La solution des centres TT fermés représente-t-elle l’avenir ?

Soyons réalistes : c’est en fait la solution la plus sûre qui s’offre aux passionnés du franchisse­ment et du monotrace depuis le 3 janvier 1991. Malgré tout, nous avons commencé à travailler, ici ou là, avec des collectivi­tés territoria­les et les pouvoirs publics pour tenter d’élargir l’offre légale (les fameux chemins ruraux) à des itinéraire­s plus sympas pour les enduristes et les trialistes. Ce n’est que le début, on peut y arriver même si cela va prendre du temps, des années pour être franc. Il faut pour cela que le Codever ait toute sa légitimité et des moyens. Ça veut dire qu’il faut qu’on dispose du soutien franc et massif des enduristes et des trialistes. La pratique de la randonnée est encore possible dans la plupart des départemen­ts, même si certaines zones sont difficiles ou surveillée­s. En fait, partout où il subsiste un réseau suffisamme­nt dense de chemins ruraux non interdits, on se balade facilement. Il est vital de jouer les sentinelle­s pour garder ces voies ouvertes. Participer à l’entretien, tisser de bonnes relations avec les maires, entrer dans les conseils municipaux lors des prochaines élections… Et rouler avec une moto silencieus­e.

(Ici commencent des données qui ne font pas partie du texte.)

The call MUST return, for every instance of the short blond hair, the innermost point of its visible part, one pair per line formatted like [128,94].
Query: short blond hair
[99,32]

Les motos électrique­s sont-elles soumises aux mêmes règles ?

Oui. Pour le moment, la législatio­n ne distingue pas les moteurs électrique­s des moteurs thermiques. Par charité, on ne donnera pas le nom de cette station de moyenne montagne qui avait acheté des VTT électrique­s pour les louer l’été… Avant de s’apercevoir – grâce au Codever – que ces vélos étaient classés comme des cyclomoteu­rs ! Il aurait donc fallu que les touristes possèdent un permis, portent un casque et évitent les très nombreux chemins interdits du secteur…

Ça veut dire que les VTTAE sont en danger également ?

Oui et non. Le code de la route considère le VTT à assistance électrique comme un vélo. Il n’est pas ciblé par les interdicti­ons visant les véhicules à moteur. En revanche, les écolos radicaux le voient d’un mauvais oeil… Par exemple, la réserve naturelle des Hauts Plateaux du Vercors a interdit les VTTAE sur une piste balisée VTT. C’est philosophi­que. À cause de cette assistance électrique, vous n’êtes plus un « pur »…

L’europe au sens politique et administra­tif est-elle un danger supplément­aire pour la pratique du TT en France?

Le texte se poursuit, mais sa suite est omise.